WinnerPatient-centered Monitoring and Intervention During the COVID-19 Pandemic
Implementation of a structured workflow to aggregate COVID-19 data, provide a proactive assessment of kidney transplant patients for COVID-19 and manage kidney transplant recipients with suspected or confirmed COVID-19. Standardized documentation and data visualization tools allow for comprehensive patient monitoring and rapid, iterative improvements in patient care strategies.
To mitigate the risk posed by the COVID-19 pandemic on solid organ transplant patients, it was critical to develop a practical, scalable, and sustainable process to identify and track kidney transplant patients with COVID-19. Given the rapid increase in the number of affected individuals, limitations in terms of resources, and limited understanding of the optimal treatment strategies at the outset, it was imperative to establish a clear, systematic, and protocolized method for care. We developed a comprehensive data-driven approach that facilitates data collection as an integral part of our workflows. This allowed us to evaluate our processes of care and refine our approach to care for COVID-19-affected patients in an iterative manner.

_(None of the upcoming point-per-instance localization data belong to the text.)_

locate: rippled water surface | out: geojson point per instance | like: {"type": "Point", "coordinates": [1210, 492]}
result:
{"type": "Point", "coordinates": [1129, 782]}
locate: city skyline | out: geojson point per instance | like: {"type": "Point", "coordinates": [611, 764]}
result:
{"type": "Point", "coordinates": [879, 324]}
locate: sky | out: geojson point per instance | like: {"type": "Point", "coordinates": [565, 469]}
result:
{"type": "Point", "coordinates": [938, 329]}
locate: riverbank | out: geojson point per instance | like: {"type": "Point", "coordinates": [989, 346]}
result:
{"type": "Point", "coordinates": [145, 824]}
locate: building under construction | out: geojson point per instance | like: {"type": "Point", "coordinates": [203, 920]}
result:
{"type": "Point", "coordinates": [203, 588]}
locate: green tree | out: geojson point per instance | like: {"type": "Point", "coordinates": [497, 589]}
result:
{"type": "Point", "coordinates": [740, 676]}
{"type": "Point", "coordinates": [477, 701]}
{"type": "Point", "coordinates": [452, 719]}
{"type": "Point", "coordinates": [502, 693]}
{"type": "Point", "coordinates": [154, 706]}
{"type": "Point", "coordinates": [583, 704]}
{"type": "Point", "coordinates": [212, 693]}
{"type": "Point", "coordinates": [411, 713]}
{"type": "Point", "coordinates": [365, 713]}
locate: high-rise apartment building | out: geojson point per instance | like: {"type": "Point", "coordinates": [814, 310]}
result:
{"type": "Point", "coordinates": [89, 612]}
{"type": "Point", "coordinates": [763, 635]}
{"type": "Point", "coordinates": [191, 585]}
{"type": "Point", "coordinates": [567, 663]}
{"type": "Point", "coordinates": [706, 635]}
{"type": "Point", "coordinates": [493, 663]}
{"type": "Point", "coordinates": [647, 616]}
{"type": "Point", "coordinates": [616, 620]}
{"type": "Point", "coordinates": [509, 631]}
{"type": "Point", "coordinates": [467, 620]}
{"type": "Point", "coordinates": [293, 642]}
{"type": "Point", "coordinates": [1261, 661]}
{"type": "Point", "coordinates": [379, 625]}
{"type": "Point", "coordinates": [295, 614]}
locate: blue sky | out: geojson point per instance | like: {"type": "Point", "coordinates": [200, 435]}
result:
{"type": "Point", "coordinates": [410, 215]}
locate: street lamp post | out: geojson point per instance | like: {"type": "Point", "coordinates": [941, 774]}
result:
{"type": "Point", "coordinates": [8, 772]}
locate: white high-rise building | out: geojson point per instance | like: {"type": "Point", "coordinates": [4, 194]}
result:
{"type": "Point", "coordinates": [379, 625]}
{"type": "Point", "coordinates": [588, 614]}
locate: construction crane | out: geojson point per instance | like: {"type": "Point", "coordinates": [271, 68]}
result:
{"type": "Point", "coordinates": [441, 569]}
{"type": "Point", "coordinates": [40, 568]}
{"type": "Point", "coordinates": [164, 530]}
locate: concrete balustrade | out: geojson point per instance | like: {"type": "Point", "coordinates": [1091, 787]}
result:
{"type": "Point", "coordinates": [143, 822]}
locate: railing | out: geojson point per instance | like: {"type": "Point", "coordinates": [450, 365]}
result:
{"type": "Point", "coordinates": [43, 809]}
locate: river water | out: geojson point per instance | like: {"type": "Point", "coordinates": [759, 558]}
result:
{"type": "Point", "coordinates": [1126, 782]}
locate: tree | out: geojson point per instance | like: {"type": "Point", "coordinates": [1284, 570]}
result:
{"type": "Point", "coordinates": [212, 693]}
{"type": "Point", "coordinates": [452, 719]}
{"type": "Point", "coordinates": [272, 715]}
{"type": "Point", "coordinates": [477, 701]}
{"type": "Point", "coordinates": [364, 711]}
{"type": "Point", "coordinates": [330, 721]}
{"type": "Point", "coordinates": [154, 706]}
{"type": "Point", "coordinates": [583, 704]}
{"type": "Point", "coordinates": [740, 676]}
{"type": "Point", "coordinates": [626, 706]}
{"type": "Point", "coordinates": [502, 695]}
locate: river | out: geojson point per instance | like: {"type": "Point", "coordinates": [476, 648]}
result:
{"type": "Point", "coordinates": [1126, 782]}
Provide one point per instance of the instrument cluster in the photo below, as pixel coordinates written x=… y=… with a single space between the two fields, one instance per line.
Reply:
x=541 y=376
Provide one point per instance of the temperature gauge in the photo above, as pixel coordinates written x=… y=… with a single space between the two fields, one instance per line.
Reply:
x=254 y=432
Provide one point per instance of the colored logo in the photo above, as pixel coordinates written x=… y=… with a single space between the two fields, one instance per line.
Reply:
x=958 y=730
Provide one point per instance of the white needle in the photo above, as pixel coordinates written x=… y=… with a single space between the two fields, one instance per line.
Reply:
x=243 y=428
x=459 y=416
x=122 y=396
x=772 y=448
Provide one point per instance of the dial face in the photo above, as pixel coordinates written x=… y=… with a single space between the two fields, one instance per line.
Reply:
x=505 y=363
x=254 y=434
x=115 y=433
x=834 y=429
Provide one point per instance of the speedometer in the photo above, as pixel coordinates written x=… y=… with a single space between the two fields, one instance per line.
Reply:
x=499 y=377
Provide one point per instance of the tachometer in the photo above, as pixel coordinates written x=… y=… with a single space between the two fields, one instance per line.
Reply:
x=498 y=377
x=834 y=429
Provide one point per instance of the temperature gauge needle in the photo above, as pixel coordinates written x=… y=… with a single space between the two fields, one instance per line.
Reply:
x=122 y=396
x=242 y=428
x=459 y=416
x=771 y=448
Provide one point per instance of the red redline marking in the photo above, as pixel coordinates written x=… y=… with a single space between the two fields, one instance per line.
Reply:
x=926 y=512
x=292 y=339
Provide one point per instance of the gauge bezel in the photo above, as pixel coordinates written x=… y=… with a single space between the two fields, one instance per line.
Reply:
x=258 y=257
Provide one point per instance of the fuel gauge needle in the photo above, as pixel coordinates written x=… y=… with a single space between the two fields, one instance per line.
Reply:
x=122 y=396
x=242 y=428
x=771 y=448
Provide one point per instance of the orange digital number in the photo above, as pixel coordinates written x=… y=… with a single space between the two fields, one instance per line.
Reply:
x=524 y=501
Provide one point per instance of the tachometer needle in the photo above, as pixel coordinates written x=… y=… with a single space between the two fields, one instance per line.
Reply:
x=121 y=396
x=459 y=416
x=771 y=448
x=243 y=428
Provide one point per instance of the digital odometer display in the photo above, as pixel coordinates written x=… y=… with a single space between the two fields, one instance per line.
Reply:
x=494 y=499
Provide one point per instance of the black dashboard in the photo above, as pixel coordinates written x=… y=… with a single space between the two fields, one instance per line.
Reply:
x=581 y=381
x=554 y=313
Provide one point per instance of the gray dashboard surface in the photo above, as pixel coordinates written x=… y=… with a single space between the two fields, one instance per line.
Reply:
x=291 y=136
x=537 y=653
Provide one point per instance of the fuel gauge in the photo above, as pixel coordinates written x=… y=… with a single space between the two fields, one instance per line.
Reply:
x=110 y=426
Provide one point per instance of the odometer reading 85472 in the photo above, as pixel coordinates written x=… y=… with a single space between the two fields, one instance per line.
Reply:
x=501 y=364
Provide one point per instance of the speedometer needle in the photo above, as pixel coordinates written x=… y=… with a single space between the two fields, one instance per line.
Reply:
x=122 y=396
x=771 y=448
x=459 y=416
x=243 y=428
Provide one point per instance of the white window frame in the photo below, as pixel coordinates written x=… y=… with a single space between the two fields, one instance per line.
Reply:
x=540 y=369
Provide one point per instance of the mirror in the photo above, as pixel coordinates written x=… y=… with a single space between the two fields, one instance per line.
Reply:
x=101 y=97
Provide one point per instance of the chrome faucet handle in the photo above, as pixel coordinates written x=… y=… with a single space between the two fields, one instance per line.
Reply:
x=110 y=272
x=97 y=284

Aggregating COVID-19 tests and proactive patient assessment Results from tests performed within the organization were available in the medical record, while external tests were initially captured through an electronic HIPAA-compliant questionnaire software tool and transcribed into discrete fields within the medical record. The questionnaire was posted on the transplant intranet site and sent via email on a daily basis for team members to enter information. Fields captured patient demographics including name, date of birth, transplant date, as well as the date and result of SARS-CoV-2 PCR test and test location.
Data summarization and outcomes sharing Internal and external SARS-CoV-2 PCR test results were abstracted and linked with other clinical information about the patients from their medical records, including age, race, ethnicity, blood type, comorbidities, hospitalization details (if applicable), and treatments received. Analyses included a calculation of test positivity rate, hospitalizations, need for intensive care unit (ICU) admission, hospital length of stay, time to COVID-19 after transplant, and outcomes including disease resolution or mortality. These metrics were displayed on a data visualization dashboard on the secure intranet site and could only be accessed by the transplant team.
Implementation and adaptability
Our multidisciplinary team was comprised of clinicians, administrative staff, individuals from information technology, and transplant analytics — all of whom collaborated to develop a workflow; create tools to capture, display and disseminate information; and report on outcomes for continuous improvements. Staffing to facilitate the patient-facing interactions in the workflow was accomplished through an internal redeployment of transplant program team members. For example, our pre-transplant staff was responsible for triaging more than 100 phone calls per day from patients who were experiencing COVID-19 symptoms or were known to have tested positive and who were being managed at home.
Tools such as the survey were created by leveraging existing software at the organization or available via open sources and an existing transplant service secure intranet site, called the "Transplant Community Toolbox," was used to store all documents, resources, plans, and the data visualizations.
The work that we conducted to implement structured workflows to aggregate COVID-19 data, proactively assess kidney transplant patients for COVID-19, and manage kidney transplant recipients with suspected or confirmed COVID-19 was nimble. It would be possible to expand and translate this model to different settings. Creating standardized workflows allowed for streamlined documentation and the creation of data visualization tools. In our process, this allowed for comprehensive patient monitoring and rapid iterative improvements in patient care strategies. The program that we implemented is generalizable and can be replicated at any institution caring for transplant recipients or other specialized patient cohorts. The tools developed in our phased approach are available either through organizational licenses or open sources. In addition, the exact software that we utilized is not required, as the process can be implemented with resources likely available at most health systems, including for example, questionnaire software, medical record system, and statistical analytic tools.
The impact of the COVID-19 pandemic on patient outcomes has varied from one transplant center to another. It is important for each center to understand the prevalence, clinical outcomes, and medical resources needed to keep their patient population safe, assure the best outcomes, and contribute knowledge to the scientific community. Overall, the blueprints of this workflow and process implementation could be replicated at any facility and even for the care of other specialized patient populations.